Whole-genome sequencing (WGS) based on next-generation sequencing (NGS) of MTBC strains often involves data analysis by mapping of short sequence reads of the strains to a complete reference genome [38], usually H37Rv [39, 40] or a reconstructed ancestor with the same gene content as H37Rv [22, 41, 42]. The resulting SNPs are then used for drug resistance determination, subtyping and transmission analyses [38]. However, since H37Rv is a L4 strain, it might not be representative for the genome of strains of other MTBC lineages. Thus, if H37Rv is used as basis for genome analysis, several genes or larger genomic regions may be missed, resulting in an underestimation of genome diversity among the strains of other lineages that may, however, provide additional information, e.g. for transmission analysis.

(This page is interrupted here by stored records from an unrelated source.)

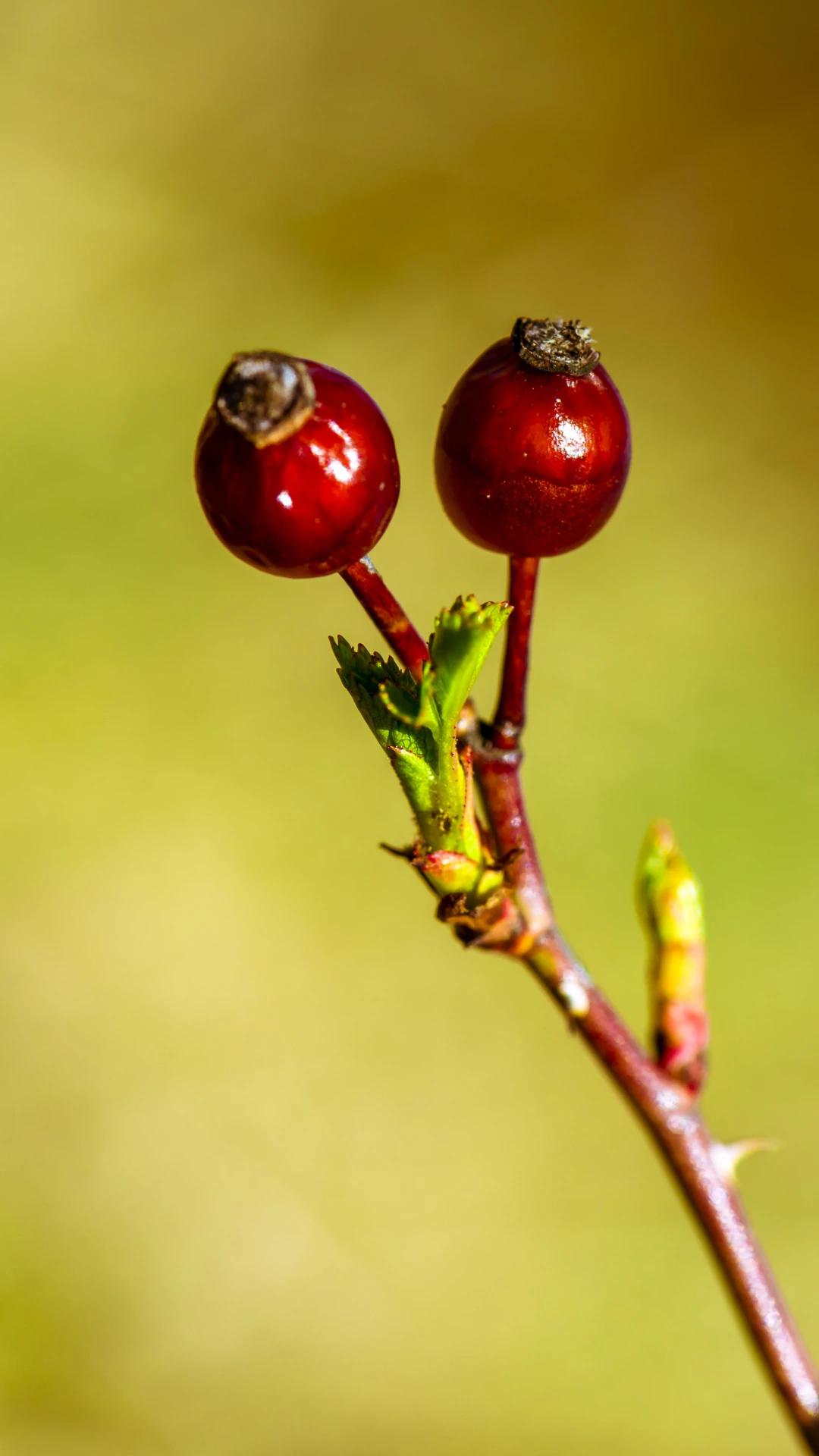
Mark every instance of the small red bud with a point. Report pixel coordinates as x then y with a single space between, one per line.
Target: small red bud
534 446
297 466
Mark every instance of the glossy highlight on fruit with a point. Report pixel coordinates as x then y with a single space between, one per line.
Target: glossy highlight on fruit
295 466
534 446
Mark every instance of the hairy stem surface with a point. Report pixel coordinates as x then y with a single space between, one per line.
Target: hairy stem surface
510 714
664 1106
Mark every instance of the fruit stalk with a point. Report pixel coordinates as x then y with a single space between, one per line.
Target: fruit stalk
667 1109
510 714
368 585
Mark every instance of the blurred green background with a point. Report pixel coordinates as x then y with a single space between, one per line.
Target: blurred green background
281 1169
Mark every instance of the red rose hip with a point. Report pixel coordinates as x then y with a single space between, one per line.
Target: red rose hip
534 444
297 466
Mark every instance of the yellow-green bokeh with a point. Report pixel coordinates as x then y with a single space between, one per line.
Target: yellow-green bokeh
281 1169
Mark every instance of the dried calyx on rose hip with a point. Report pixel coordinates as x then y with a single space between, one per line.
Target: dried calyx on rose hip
297 466
534 444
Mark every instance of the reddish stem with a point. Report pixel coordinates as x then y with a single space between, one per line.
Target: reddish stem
510 714
668 1111
384 609
664 1106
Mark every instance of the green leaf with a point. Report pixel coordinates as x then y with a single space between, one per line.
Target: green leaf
458 648
417 726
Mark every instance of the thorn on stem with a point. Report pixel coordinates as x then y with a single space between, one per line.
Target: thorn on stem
726 1156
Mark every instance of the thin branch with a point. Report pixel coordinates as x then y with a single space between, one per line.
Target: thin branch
385 610
510 714
664 1106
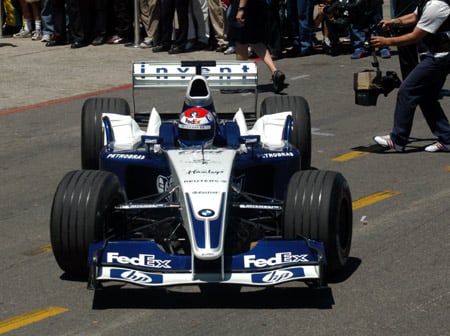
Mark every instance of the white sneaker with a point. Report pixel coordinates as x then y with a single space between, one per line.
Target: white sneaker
46 38
437 147
37 35
147 43
22 34
386 142
230 50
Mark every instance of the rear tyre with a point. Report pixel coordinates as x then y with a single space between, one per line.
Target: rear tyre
301 132
318 206
82 213
92 139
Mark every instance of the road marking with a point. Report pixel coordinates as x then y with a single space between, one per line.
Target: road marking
349 156
300 77
29 318
39 250
315 131
65 100
377 197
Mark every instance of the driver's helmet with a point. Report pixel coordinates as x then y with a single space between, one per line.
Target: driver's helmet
196 127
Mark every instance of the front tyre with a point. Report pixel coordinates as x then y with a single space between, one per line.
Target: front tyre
318 206
82 212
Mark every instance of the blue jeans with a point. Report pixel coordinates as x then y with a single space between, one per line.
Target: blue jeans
422 87
46 16
300 13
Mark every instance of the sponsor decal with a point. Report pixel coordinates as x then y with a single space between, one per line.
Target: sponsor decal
277 276
279 259
163 183
193 151
204 171
275 155
125 156
205 181
147 260
136 277
206 213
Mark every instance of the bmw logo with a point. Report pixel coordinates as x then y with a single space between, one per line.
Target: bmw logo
206 213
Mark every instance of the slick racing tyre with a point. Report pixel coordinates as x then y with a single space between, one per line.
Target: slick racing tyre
82 212
301 132
318 206
92 139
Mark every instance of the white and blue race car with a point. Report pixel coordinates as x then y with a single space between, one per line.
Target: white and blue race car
198 196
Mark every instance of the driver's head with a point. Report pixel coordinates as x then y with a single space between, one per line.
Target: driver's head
196 127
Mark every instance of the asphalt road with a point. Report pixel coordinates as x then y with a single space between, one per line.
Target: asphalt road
397 281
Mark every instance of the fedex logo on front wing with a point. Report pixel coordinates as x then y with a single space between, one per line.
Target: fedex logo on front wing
147 260
278 259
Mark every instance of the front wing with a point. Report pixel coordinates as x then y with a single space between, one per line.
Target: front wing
269 262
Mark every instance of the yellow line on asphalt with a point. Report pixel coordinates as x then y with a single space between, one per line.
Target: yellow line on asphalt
29 318
349 156
362 202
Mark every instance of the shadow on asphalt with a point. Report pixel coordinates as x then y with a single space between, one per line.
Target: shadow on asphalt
119 297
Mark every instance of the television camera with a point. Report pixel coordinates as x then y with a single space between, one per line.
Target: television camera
363 15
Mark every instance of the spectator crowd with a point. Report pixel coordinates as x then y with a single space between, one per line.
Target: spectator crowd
296 27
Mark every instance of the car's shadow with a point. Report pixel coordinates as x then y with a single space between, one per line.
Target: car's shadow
414 145
292 295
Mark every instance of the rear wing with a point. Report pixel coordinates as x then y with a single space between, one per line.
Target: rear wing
219 74
223 76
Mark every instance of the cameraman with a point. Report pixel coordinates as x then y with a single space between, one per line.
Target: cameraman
423 85
407 55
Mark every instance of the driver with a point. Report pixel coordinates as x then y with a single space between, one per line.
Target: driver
196 127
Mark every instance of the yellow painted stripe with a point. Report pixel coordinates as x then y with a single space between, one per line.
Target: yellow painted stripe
377 197
39 250
349 156
29 318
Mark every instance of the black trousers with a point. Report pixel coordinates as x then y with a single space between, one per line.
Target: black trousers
407 55
168 8
78 27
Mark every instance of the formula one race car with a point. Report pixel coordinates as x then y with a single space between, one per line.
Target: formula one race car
200 196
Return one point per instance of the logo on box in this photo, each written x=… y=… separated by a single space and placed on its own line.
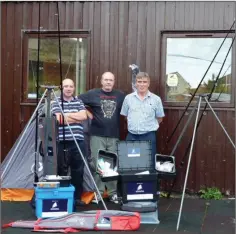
x=133 y=152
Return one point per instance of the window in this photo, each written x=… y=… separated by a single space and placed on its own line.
x=186 y=59
x=74 y=54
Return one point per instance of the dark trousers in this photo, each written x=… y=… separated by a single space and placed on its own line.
x=150 y=136
x=72 y=158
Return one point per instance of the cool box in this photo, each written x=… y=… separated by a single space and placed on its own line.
x=54 y=202
x=136 y=157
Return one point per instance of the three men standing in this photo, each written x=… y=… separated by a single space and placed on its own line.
x=144 y=113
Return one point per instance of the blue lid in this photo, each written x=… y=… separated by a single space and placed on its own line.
x=134 y=155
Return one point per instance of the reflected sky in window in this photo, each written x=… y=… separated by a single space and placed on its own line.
x=191 y=57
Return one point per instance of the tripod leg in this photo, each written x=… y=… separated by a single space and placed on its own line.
x=177 y=143
x=21 y=138
x=189 y=160
x=82 y=156
x=220 y=122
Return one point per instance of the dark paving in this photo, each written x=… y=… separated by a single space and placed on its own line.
x=218 y=217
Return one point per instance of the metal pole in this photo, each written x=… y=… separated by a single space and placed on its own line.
x=189 y=160
x=184 y=129
x=24 y=131
x=219 y=122
x=82 y=156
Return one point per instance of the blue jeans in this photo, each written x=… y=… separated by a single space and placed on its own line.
x=72 y=159
x=150 y=136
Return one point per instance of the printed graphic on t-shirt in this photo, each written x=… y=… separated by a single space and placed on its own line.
x=108 y=108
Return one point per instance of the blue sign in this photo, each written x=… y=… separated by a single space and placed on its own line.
x=55 y=205
x=133 y=152
x=140 y=188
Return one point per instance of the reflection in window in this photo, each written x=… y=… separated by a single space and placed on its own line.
x=186 y=63
x=73 y=56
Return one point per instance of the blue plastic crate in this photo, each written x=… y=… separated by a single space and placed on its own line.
x=54 y=202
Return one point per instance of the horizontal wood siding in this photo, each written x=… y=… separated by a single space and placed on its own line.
x=123 y=33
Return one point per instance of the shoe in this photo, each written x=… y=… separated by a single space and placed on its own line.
x=79 y=203
x=114 y=198
x=96 y=199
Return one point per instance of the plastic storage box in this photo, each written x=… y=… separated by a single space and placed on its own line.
x=165 y=158
x=64 y=181
x=54 y=202
x=135 y=158
x=148 y=211
x=111 y=158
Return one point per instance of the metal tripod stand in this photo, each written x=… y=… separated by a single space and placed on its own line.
x=197 y=107
x=49 y=90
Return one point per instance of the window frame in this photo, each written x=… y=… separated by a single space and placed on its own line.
x=194 y=34
x=28 y=34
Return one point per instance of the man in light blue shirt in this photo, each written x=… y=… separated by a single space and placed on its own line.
x=144 y=112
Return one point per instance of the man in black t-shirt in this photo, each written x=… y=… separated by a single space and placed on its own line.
x=105 y=104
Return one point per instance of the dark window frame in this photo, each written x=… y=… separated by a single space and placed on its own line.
x=28 y=34
x=194 y=34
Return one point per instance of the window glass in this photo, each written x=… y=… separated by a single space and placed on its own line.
x=187 y=60
x=73 y=63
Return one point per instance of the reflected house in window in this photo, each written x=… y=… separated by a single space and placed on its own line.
x=177 y=87
x=73 y=62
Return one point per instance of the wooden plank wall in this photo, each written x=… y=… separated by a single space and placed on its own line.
x=123 y=33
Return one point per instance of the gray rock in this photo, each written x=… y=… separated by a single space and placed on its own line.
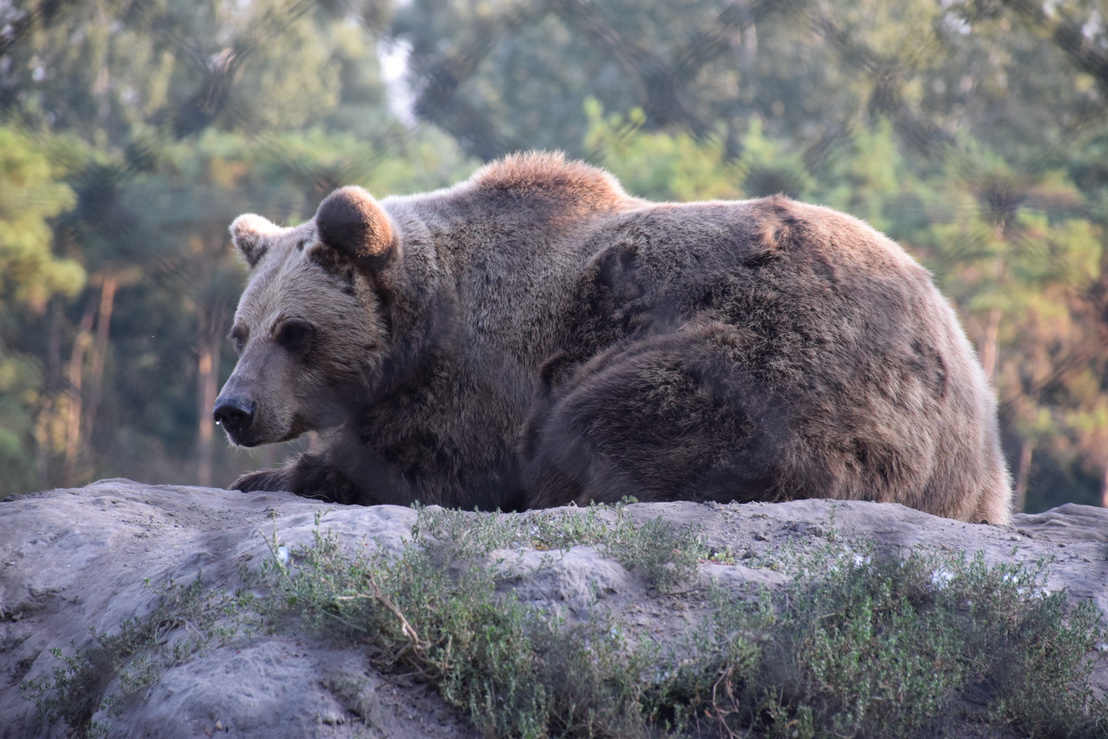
x=74 y=560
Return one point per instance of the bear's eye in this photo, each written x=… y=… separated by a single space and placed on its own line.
x=295 y=336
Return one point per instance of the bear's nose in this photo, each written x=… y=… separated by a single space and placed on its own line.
x=234 y=414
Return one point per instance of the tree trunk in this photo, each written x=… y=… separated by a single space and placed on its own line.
x=100 y=351
x=207 y=377
x=989 y=347
x=1104 y=489
x=208 y=386
x=70 y=470
x=1023 y=473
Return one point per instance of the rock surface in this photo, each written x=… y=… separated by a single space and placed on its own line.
x=91 y=558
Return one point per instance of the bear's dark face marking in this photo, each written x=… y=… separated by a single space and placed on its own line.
x=307 y=352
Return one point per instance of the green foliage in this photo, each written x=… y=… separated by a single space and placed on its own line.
x=871 y=646
x=857 y=645
x=515 y=670
x=116 y=666
x=854 y=645
x=31 y=193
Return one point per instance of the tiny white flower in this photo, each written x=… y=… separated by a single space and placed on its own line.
x=941 y=577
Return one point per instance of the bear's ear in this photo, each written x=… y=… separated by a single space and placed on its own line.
x=248 y=232
x=352 y=224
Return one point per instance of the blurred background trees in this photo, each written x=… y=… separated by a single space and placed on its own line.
x=132 y=132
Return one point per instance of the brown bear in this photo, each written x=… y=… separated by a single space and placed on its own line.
x=536 y=337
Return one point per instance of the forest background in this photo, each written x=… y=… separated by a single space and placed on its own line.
x=132 y=132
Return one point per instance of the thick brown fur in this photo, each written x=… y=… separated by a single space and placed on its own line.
x=535 y=337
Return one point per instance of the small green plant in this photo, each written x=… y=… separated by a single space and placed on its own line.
x=899 y=647
x=667 y=556
x=514 y=669
x=857 y=646
x=134 y=656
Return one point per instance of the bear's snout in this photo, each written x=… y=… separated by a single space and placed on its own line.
x=235 y=414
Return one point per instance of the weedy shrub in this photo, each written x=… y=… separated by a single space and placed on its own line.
x=898 y=647
x=857 y=645
x=516 y=670
x=133 y=657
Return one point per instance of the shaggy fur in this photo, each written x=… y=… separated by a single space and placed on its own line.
x=535 y=337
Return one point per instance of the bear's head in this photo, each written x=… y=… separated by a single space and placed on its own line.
x=309 y=329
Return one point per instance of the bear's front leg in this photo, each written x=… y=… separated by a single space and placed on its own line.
x=309 y=476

The members of the MTBC evolved from an environmental organism to an obligate pathogen through genome reduction and acquisition of new genes [43]. In addition, it is known that some differences in gene content exist between strains of different lineages [10, 38, 44–48]. Furthermore, it was reported that genes had a higher genetic diversity among L6 strains compared to L5 ones [36], but the difference in gene content between strains of these two lineages was not investigated, but had been alluded to in an earlier abstract publication [37]. Further, little is known about the gene differences between genomes of L4 and L5 strains and the potential limitations this may impose for in-depth analysis of genome studies of L5 strains (e.g. sub-lineage detection and transmission tracking). Similarly, little is known about within-lineage diversity in terms of gene content.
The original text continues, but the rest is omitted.